You could say we were lucky. We were prepared. We were ready. Climbing rapid and steady above the city lights, we reached the top of the cable in not more than ten minutes. We didn’t hesitate to jump the fence, to make our way upwards, but here, we had to pause. Our slings weren’t long enough to allow us to climb from the cable onto the tower platform. Des caught up with me, and we faced the question without speaking. I pointed at the gap and raised my eyes. We both looked back down the slope of the cable, down to the roadway far below. We had to decide: Turn back, or unclip and step up and around?
To be clear, climbers do not unclip—ever. Many of the skills that you learn in climbing are specifically intended to avoid the possibility of ever having to even consider unclipping from the rope, or whatever else is securing you to solid ground. Good climbers don’t unclip. But—we were here for the tower. We had chosen the perfect night—clear, balmy and still, even at seven hundred and fifty feet above the water. The footing on the cable was secure, the top of the wide surface coated with non-skid mixed into the paint. I felt calm and clear-headed as we turned our eyes back to consider the two moves that we’d have to make unsecured, and my hands made the decision for me. I reached down and removed the first and then the second sling, freeing myself to climb up and over the bulwark of the tower. I moved then with precision, my fingers strong from working the brake and clutch levers of my motorcycle, checking the position of my feet before giving them my weight. I moved, and in another moment, we were together there on very top of the tower. I put my arm around my friend’s shoulders, and we stood, silent.
The air swam around us, thick and slow like the ocean. We stood there together on an island, breathing in the infinity of San Francisco. The infinity of that city around me, within me. Every hill and street corner, every bus stop and every place of memory—all the streets of my youth laid out in the sky beneath us. The dark forest of the Presidio stretching west to Lands End, where the mouth of the Gate opens wide to the Pacific. Standing there, my steel-toed boots securely planted in this surely secret place, I felt the city dissolve and permeate my skin. All those lights, the movements of thousands and thousands of people, buildings, engines, trees, switches, pencils, bus lines and beer bottles, the discarded wrappers from the candy we ate as kids—Jolly Ranchers and Bit-O-Honey, Colt 45 and taqueria burritos, bottle rockets and char siu bao. I used to carry fortune-cookie fortunes around in my wallet, because it seemed like bad luck to discard them—but you can’t hang onto a tiny slip of paper forever that tells you “You are almost there”.

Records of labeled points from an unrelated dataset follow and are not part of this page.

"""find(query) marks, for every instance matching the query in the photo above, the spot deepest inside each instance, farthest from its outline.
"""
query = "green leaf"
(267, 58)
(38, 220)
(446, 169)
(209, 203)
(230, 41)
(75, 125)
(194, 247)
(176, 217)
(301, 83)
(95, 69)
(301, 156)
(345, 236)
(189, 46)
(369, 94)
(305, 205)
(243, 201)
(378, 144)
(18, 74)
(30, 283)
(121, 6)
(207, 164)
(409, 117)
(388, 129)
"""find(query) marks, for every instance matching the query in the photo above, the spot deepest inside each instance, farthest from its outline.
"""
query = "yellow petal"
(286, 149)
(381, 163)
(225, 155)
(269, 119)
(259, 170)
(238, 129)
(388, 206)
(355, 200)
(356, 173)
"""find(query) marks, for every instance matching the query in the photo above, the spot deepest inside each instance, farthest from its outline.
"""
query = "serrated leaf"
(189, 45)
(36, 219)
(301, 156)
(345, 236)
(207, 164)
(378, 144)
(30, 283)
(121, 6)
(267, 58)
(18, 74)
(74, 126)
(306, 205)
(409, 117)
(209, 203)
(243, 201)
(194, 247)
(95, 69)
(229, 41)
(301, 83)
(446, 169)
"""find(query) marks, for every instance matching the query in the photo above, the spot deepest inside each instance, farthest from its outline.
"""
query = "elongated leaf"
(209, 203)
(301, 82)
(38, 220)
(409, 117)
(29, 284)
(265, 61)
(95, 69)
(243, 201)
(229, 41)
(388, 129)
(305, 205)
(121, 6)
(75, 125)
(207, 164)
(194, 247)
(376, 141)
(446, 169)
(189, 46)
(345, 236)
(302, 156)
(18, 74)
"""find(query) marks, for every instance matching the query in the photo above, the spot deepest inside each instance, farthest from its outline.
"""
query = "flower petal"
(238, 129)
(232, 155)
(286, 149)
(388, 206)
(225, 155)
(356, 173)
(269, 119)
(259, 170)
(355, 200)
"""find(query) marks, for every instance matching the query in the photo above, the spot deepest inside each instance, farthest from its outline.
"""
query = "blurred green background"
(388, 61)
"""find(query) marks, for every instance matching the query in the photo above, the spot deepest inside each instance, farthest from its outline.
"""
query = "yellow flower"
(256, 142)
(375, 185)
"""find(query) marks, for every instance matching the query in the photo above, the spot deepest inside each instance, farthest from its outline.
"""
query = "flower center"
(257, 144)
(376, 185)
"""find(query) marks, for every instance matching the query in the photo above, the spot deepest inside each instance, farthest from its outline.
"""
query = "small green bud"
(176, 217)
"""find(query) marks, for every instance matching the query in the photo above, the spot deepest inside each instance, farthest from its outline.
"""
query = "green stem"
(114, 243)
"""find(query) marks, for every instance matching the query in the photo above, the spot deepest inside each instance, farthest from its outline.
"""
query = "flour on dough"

We stood there as long as we could stand it. What we had done was inevitable. The bridge was there, we came to know its shape, and we had to climb it. We tasted something there. There was freedom there—and, and—the possibility that we might just get away with it. I’ve always wanted to be the one that got away, and I was lucky—we did get away with it. We managed to descend without being spotted, our driver showed up, and we climbed in as quietly as we had arrived, saving our hoots of joy and success until we were well away.
Just this afternoon I was out on the water there, skimming along right under the bridge in the exact same place I had been as a kid on our small family sailboat, watching that Imperial cruiser move out towards the stars. It’s an old friend now—not just the bridge but the entire place that it stands for. The bridge is so familiar, I feel that I can touch it, and these days, somehow, it often seems not much larger than my own body. I mistakenly ruined that roll of film from the top of the tower that night, but the fact will never fade: we climbed the Golden Gate, and that made it mine forever.